I found that when I matched the number of make(1) jobs to the number of vCPUs that I got the best results. This makes sense since it provides work for each CPU. I also tested with more jobs than the number of CPUs but as the graph shows the results there were insignificant. I also found that the difference between the 2 CPU and 4CPU test was pretty minimal (only 4 minutes faster). This makes me believe that at 4 CPUs, the system probably becomes more I/O bound and not CPU bound.

I suppose this graph supports that theory. As the amount of CPU power goes up, the normalized usage (ie, the total CPU used as a percentage divided by the number of vCPUs) peaks lower and lower.

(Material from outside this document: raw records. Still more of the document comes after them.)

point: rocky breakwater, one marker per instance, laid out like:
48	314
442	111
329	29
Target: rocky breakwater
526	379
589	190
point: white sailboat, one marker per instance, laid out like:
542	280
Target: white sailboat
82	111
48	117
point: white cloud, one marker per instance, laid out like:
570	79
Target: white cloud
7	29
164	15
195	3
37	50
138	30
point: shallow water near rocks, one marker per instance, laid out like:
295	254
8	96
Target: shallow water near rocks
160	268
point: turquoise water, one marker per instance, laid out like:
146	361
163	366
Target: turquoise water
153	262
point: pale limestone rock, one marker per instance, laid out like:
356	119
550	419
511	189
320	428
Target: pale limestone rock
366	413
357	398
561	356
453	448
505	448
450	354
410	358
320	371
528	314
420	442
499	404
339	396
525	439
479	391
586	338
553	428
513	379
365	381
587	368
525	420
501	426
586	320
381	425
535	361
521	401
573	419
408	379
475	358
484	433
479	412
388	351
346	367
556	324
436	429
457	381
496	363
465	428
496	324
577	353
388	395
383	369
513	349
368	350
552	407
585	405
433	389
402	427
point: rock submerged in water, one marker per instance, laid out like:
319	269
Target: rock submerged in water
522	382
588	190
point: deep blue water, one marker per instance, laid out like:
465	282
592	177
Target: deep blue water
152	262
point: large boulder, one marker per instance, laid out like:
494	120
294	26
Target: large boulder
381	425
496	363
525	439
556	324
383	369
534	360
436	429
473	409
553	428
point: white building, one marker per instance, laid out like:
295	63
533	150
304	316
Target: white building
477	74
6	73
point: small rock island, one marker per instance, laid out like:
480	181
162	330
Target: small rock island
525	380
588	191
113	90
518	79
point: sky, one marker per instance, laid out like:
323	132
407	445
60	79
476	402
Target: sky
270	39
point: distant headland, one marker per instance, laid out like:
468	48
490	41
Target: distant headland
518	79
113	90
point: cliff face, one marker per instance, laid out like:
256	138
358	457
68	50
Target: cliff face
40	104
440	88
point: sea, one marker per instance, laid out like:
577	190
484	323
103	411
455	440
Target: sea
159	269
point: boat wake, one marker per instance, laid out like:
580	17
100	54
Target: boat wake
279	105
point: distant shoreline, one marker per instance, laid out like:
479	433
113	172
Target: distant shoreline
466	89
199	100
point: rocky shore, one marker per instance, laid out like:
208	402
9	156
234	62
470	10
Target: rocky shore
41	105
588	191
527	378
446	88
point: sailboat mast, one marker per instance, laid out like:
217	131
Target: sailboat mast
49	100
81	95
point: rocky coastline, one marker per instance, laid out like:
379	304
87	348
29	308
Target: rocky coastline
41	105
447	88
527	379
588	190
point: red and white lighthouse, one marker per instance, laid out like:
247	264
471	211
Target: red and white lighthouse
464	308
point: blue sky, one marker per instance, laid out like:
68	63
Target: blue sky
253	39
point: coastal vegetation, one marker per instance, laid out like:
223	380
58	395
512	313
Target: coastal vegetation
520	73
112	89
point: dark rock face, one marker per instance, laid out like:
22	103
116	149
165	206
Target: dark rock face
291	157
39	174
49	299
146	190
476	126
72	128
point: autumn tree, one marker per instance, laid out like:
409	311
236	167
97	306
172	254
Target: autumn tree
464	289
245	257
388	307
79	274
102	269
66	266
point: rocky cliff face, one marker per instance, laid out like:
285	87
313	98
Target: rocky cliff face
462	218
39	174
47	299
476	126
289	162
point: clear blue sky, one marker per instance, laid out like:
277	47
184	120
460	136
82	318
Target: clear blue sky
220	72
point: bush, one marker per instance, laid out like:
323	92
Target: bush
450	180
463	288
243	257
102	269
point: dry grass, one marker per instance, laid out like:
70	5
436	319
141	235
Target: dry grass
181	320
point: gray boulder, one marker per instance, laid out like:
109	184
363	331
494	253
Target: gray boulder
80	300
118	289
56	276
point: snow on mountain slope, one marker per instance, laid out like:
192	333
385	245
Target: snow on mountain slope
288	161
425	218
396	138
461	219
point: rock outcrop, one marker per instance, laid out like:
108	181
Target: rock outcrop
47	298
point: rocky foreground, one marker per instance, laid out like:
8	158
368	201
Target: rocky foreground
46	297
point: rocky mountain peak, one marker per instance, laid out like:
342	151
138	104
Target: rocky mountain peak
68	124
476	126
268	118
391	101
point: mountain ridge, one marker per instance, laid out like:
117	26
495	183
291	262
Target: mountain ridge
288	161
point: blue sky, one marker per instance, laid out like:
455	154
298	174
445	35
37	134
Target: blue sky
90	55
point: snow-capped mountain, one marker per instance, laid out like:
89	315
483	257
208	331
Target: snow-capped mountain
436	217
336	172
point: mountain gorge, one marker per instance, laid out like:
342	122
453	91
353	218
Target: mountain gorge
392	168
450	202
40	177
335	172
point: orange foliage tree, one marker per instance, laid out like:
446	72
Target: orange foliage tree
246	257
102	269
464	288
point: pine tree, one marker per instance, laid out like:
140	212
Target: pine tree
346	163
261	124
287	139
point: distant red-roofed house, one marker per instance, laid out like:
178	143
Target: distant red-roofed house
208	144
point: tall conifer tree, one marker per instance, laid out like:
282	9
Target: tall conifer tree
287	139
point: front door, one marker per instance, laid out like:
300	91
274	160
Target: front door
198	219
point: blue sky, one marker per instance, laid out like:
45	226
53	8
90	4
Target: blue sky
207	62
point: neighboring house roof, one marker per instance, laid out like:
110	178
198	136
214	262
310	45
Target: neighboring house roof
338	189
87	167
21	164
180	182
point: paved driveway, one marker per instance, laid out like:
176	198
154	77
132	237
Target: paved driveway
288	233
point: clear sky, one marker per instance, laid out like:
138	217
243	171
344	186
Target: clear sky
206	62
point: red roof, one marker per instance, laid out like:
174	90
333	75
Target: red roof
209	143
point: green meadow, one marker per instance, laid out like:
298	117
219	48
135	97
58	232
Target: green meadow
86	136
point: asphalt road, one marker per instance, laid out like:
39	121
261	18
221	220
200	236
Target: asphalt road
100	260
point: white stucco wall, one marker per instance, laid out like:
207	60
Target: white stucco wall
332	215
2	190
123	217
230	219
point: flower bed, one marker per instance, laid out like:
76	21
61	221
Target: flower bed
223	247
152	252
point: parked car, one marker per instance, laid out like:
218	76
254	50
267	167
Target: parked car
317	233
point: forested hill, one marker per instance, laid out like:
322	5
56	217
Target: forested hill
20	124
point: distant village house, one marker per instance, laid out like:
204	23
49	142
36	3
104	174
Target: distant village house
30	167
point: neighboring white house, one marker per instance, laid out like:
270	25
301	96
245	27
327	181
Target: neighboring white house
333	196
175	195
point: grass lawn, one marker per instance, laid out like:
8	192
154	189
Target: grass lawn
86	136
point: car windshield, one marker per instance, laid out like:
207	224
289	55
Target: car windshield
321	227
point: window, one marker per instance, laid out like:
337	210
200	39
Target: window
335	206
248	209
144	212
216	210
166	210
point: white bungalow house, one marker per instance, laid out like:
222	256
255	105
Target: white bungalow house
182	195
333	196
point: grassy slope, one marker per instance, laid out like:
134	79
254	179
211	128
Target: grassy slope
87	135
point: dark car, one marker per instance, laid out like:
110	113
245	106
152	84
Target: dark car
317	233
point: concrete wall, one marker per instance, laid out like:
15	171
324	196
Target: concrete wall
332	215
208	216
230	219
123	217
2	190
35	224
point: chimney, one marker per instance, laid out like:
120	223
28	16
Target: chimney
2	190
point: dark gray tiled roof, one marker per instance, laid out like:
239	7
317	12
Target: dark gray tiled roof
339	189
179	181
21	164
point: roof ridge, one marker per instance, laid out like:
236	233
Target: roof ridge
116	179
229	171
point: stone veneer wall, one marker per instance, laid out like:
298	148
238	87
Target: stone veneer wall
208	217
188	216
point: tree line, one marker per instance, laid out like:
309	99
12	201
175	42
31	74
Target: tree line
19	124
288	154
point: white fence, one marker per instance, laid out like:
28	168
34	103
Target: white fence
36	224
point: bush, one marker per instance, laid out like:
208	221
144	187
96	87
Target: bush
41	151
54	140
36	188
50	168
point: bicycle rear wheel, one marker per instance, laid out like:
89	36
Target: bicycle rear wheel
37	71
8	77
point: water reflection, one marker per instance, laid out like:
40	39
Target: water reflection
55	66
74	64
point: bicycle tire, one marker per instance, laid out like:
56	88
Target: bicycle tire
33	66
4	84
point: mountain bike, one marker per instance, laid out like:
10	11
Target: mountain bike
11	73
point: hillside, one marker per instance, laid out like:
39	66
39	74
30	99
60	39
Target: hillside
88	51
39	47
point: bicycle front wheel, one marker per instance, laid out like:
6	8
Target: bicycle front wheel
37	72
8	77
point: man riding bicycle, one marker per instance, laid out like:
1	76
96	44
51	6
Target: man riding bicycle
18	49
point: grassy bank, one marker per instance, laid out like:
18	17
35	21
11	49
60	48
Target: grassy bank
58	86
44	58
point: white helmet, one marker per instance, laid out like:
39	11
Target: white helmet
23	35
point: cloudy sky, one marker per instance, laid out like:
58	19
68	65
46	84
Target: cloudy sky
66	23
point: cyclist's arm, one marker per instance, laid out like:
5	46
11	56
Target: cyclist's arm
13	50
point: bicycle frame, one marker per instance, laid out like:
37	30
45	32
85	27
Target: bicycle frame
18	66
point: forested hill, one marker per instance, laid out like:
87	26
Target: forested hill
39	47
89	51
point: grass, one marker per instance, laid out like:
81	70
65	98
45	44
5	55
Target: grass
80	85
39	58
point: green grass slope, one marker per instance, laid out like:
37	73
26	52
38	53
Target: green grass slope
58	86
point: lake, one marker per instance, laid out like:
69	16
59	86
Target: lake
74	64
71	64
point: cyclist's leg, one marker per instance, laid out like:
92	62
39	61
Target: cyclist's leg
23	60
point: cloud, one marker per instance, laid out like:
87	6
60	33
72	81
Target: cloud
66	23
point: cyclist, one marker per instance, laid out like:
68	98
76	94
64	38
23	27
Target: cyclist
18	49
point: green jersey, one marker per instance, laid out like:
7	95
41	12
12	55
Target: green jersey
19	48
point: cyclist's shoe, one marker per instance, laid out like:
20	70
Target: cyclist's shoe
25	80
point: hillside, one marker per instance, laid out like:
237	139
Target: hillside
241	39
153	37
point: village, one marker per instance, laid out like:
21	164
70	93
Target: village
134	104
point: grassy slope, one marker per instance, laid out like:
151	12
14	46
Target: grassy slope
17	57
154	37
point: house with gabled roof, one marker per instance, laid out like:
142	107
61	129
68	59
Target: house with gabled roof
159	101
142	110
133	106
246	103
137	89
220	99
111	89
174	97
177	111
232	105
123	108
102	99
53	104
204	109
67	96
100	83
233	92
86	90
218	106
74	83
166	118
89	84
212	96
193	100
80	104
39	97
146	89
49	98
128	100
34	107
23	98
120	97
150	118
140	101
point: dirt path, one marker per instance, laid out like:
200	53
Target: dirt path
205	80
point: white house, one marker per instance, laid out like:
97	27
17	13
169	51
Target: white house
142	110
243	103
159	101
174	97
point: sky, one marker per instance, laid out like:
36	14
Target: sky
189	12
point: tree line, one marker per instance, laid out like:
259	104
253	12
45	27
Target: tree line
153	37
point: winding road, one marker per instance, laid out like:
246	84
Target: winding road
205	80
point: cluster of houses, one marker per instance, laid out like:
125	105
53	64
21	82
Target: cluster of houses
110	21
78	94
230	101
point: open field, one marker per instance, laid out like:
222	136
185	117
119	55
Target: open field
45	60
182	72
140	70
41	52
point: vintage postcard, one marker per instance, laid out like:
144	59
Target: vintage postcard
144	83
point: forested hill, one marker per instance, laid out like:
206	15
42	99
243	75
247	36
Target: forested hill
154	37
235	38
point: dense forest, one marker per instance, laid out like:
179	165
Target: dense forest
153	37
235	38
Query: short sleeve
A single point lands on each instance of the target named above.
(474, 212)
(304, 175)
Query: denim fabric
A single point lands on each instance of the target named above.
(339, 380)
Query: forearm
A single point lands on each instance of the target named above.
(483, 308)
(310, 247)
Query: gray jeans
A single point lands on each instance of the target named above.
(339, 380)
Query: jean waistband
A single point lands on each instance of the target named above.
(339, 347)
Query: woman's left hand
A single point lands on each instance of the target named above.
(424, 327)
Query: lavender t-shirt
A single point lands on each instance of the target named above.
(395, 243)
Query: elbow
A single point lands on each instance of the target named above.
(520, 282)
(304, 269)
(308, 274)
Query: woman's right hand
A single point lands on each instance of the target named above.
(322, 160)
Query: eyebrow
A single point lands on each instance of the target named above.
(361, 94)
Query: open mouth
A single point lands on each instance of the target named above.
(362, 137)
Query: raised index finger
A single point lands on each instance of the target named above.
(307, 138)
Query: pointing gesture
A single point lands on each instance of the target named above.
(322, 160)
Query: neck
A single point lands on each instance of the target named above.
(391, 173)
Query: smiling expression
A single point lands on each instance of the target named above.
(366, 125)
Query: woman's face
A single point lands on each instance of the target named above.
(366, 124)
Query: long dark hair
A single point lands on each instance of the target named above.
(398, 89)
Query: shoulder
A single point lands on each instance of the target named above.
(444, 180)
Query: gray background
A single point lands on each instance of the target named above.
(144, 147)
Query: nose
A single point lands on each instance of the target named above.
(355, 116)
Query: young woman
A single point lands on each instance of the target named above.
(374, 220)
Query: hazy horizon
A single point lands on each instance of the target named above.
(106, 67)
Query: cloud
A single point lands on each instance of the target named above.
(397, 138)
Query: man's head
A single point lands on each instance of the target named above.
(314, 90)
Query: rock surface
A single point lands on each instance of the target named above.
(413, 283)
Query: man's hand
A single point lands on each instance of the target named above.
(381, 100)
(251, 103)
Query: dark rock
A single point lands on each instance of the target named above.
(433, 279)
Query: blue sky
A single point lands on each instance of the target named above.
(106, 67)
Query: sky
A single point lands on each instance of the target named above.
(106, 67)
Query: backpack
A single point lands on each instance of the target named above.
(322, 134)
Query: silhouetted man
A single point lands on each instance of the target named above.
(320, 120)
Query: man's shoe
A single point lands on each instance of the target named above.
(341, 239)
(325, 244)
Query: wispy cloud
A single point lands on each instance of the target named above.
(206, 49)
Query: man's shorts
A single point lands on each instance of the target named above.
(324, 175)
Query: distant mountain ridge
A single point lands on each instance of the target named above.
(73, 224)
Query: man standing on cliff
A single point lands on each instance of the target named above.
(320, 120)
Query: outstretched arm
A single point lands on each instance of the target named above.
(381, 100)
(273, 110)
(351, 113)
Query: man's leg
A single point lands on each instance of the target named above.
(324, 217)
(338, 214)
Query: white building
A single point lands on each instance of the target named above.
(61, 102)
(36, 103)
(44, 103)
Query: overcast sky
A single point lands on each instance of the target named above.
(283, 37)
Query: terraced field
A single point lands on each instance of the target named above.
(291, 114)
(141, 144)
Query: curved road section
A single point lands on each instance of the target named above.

Testing by Building GENERIC⌗

During the testing I also recorded the time taken to build only the GENERIC kernel. The numbers are interesting because unlike during "make build", there are significant gains when jumping from 2 CPUs to 4 (36% decrease in time at j4).

The CPU usage seems to indicate that compiling GENERIC is much more CPU bound than doing a "make build" since the normalized usage stays quite high in all tests (as long as there's enough make(1) jobs to keep each CPU busy).

What's the Point of All This?⌗

Well the point was not to analyze or critique the characteristics of a "make build" or kernel compile. Really, who cares if it's I/O or CPU or something-else bound. All I care about is what combination of virtual machine configuration and make(1) jobs gives me the quickest compile times. It seems like on my system, based on the limits of only being able to test up to 4 vCPUs, that 4 vCPUs and make -j4 provides the lowest time. I suppose it's not surprising that the highest number of CPUs equates to the lowest compile time. What I thought was surprising was how little decrease in time there was in the 4 CPU configuration vs 2 CPU.